Il progetto “Tour Montessori” parte dal Santa Croce di Perugia, dove si trova il nuovo Museo Montessori Educazione e Pace, che ospita l’aula di osservazione ideata da Maria Montessori nel 1950 e la statua della pedagogista nella piazza antistante. Le tappe successive includono l’Università per Stranieri, Palazzo Sorbello e la Galleria Nazionale dell’Umbria, dove sono esposte testimonianze e materiali legati al metodo Montessori.
Il tour continua a Città di Castello, dove Maria Montessori soggiornò presso i Baroni Franchetti nel 1909. Qui si possono visitare Villa Montesca, la tipografia museo Donati Grifani e il museo di Tela Umbra, dove la Montessori tenne il primo corso per insegnanti nell’estate del 1909.

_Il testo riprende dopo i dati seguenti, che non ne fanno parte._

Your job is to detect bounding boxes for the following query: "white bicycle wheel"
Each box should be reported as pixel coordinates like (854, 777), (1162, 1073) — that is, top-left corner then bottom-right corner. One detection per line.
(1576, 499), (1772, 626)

Altre tappe importanti sono Assisi, con la Porziuncola di San Francesco e le Francescane Missionarie di Maria, e Montefalco, città natale di Adele Costa Gnocchi, discepola di Montessori. Il tour si conclude presso le Cantine Antonelli, dove è previsto un corso di cucina per la preparazione di gnocchi umbri.
Ad ogni luogo visitato corrisponde un incontro con esperti di vari settori, che contribuiscono a raccontare la storia e la cultura legate a Maria Montessori. Tra gli esperti coinvolti ci sono Maria Luciana Buseghin, Suor Maddalena Lainati, Giuseppe Moscati e Antonio Verna, oltre a due studentesse viventi di Maria Montessori, Elvira Businelli e Delfina Tomassini, entrambe residenti in Umbria.
L’itinerario umbro si collega a due importanti luoghi montessoriani fuori regione: la prima Casa dei Bambini a Roma e la Casa Museo Montessori a Chiaravalle, città natale della pedagogista. Il primo tour pilota, tenutosi nel giugno 2024, ha evidenziato le potenzialità economiche, culturali e sociali di questo turismo lento e formativo.